In recent months, Arquette, determined to live self-sufficiently, was living in The Palm View, a 40-unit apartment complex in West Hollywood run by The Actors Fund that offers one-bedroom apartments to potential residents so long as they meet two criteria: They must be diagnosed with HIV or AIDS, and have an annual income between $17,400 and $29,000 per year.
Her final public appearance came last April at RuPaul’s DragCon, an annual drag convention held at the Los Angeles Convention Center, where she spoke at a panel celebrating 1995’s Wigstock: The Movie, a documentary in which Arquette appears. Alexis came dressed as a man that day, wearing a purple leather motorcycle jacket, her hair mostly shaved save for a tousle of blond hair atop her head. She looked gaunt but was in high spirits about the screening that preceded the talk.
“I totally cried today,” she said. “It’s good to see that people are interested in drag now and that there’s money to be made from drag and there are superstars of drag. It turns me on.” Asked by the director, Barry Shils, how the film altered her career, Alexis replied, “It didn’t — because I was so hidden already.

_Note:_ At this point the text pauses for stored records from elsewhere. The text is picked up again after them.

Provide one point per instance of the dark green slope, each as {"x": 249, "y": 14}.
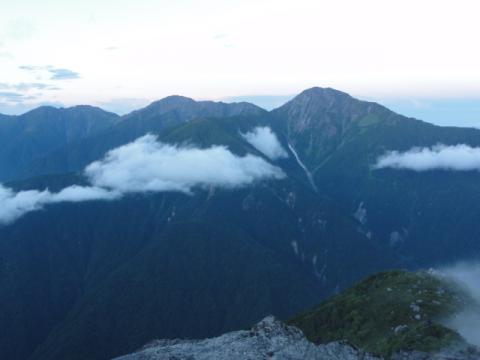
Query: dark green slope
{"x": 32, "y": 135}
{"x": 108, "y": 277}
{"x": 387, "y": 313}
{"x": 126, "y": 270}
{"x": 426, "y": 218}
{"x": 156, "y": 118}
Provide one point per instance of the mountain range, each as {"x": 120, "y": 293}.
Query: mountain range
{"x": 98, "y": 279}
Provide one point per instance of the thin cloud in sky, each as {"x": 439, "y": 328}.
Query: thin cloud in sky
{"x": 146, "y": 165}
{"x": 440, "y": 157}
{"x": 54, "y": 73}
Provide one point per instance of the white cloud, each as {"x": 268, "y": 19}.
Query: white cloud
{"x": 265, "y": 141}
{"x": 146, "y": 165}
{"x": 467, "y": 321}
{"x": 15, "y": 205}
{"x": 440, "y": 157}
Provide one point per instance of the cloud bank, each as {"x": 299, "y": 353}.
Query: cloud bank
{"x": 467, "y": 322}
{"x": 265, "y": 141}
{"x": 146, "y": 165}
{"x": 440, "y": 157}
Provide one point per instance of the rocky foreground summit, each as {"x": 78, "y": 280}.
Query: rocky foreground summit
{"x": 269, "y": 339}
{"x": 272, "y": 339}
{"x": 394, "y": 315}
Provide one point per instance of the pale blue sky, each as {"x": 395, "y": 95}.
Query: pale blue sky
{"x": 123, "y": 54}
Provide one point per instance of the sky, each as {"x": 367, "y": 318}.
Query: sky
{"x": 418, "y": 56}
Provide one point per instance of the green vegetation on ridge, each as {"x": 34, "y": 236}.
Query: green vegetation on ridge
{"x": 386, "y": 313}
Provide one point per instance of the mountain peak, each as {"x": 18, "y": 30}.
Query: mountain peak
{"x": 325, "y": 109}
{"x": 187, "y": 108}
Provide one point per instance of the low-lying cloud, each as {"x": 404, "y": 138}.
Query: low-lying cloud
{"x": 440, "y": 157}
{"x": 146, "y": 165}
{"x": 265, "y": 141}
{"x": 467, "y": 321}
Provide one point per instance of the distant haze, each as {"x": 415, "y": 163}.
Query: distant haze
{"x": 123, "y": 54}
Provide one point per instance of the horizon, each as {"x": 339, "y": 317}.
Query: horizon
{"x": 121, "y": 57}
{"x": 434, "y": 111}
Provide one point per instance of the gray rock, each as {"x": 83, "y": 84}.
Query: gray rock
{"x": 269, "y": 339}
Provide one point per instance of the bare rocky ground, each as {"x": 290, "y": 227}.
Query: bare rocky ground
{"x": 271, "y": 339}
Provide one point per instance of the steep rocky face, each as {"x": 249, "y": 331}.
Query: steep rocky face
{"x": 269, "y": 339}
{"x": 319, "y": 120}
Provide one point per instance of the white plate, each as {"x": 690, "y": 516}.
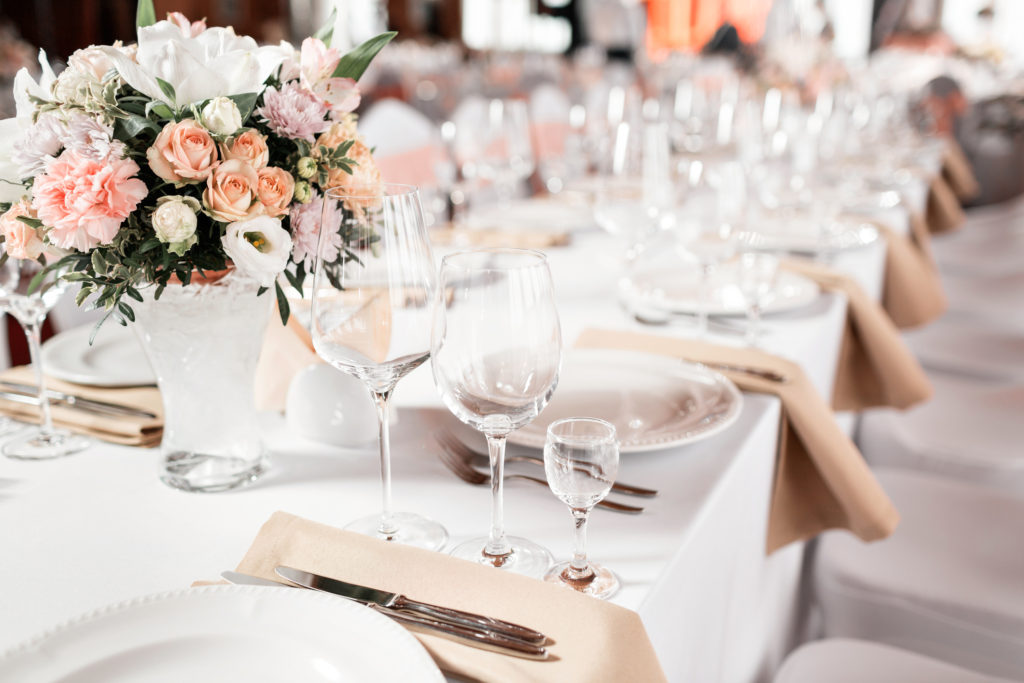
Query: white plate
{"x": 224, "y": 633}
{"x": 678, "y": 291}
{"x": 116, "y": 357}
{"x": 654, "y": 401}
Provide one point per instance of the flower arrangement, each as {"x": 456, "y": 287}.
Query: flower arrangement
{"x": 188, "y": 152}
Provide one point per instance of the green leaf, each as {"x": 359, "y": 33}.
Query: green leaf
{"x": 144, "y": 15}
{"x": 352, "y": 65}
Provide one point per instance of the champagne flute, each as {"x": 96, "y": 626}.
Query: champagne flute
{"x": 496, "y": 356}
{"x": 374, "y": 281}
{"x": 30, "y": 309}
{"x": 581, "y": 459}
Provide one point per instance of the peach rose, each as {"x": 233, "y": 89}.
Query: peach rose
{"x": 274, "y": 189}
{"x": 183, "y": 153}
{"x": 230, "y": 191}
{"x": 20, "y": 241}
{"x": 249, "y": 146}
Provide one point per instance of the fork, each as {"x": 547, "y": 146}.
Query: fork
{"x": 473, "y": 457}
{"x": 462, "y": 469}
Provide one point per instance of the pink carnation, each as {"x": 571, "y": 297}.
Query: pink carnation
{"x": 305, "y": 222}
{"x": 293, "y": 112}
{"x": 84, "y": 202}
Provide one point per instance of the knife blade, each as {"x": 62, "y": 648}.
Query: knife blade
{"x": 73, "y": 400}
{"x": 476, "y": 638}
{"x": 398, "y": 602}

And I am going to remain hidden for all time.”
Ibrahim often filmed Arquette. (“If you had a camera with you, she would act out a skit for you right then and there, regardless of her health.”) In one video, she expounded on what might await us in the afterlife.
“If I was a gambling lady and I wanted to make a bet of what life would be like after death, it’s sort of like a tear in the ocean,” Arquette said. Then she added: “They say that energy never goes away, but I don’t know if that’s true.”
Alexis Arquette: Celebration of Life Party, hosted by Sham Ibrahim, will be held Sunday, Sept. 18, from 10 p.m. to 2 a.m. at The Pig N Whistle, 6714 Hollywood Boulevard.